On the night of Saturday, July 10, 2010, ESA’s Rosetta spacecraft passed by the 80-plus-mile-wide asteroid Lutetia at a distance of less than 2000 miles, and retured a series of wonderfully detailed images of this intriguing little member of our solar system. The image above, cropped and rotated 90º, shows Lutetia’s cratered surface, covered with grooves and strewn with boulders.
Asteroids are particularly interesting to astronomers because they are, in many cases, time capsules left over from the early formation of the solar system. Mineral-rich worlds that never coalesced enough to form another planet, they are now isolated islands in time, circling the sun in the vast distances between the orbits of Mars and Jupiter. Researchers will pore through the data returned by Rosetta this weekend and try to learn more about the composition of Lutetia, and whether it contains large amounts of metals – like iron – or is instead made of primitive carbon compounds. Either way, we will gain that much more insight into the fascinating family of worlds that share our journey through the universe.

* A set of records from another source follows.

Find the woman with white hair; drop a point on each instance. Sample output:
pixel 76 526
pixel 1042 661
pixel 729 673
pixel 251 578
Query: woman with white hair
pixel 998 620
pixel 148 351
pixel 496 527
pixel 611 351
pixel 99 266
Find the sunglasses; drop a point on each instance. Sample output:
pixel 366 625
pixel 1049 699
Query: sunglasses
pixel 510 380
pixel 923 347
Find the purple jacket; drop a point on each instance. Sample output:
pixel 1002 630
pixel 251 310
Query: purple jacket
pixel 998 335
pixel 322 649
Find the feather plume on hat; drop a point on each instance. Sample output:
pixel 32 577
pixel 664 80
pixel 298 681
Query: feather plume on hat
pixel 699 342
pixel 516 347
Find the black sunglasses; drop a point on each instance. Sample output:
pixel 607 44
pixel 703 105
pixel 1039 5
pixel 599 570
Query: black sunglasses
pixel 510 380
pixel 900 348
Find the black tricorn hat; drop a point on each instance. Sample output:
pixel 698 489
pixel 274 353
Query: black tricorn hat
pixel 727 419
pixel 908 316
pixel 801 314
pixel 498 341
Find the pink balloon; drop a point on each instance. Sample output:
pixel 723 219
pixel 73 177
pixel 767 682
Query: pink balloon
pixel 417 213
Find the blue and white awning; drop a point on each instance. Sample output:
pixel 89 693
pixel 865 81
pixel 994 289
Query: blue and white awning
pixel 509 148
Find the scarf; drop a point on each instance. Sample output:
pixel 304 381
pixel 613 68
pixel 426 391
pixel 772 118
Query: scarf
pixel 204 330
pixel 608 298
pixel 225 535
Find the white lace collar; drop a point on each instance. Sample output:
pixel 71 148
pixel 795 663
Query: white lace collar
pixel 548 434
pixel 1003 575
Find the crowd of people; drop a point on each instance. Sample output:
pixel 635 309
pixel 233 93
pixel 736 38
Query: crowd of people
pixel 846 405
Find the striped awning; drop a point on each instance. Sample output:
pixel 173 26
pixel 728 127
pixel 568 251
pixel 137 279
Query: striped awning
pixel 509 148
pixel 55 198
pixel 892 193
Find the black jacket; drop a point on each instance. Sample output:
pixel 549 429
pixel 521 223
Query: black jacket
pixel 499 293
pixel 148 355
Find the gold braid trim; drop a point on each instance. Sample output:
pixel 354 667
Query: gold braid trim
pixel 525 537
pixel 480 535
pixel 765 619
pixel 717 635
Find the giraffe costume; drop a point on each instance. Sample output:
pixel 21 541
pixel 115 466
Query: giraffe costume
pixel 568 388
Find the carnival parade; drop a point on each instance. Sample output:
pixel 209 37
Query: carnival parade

Image credit: ESA 2010 MPS for OSIRIS Team MPS/UPD/LAM/IAA/RSSD/INTA/UPM/DASP/IDA
PS: Be sure to check out this very cool image taken by the narrow-angle camera showing Lutetia with Saturn visible in the background!
The International Rosetta Mission was approved in November 1993 by ESA’s Science Programme Committee as the Planetary Cornerstone Mission in ESA’s long-term space science programme. The mission goal was initially set for a rendezvous with comet 46 P/Wirtanen. After postponement of the initial launch a new target was set: Comet 67 P/Churyumov- Gerasimenko. On its 10 year journey to the comet, the spacecraft will pass by two asteroids: 2867 Steins (in 2008) and 21 Lutetia (in 2010).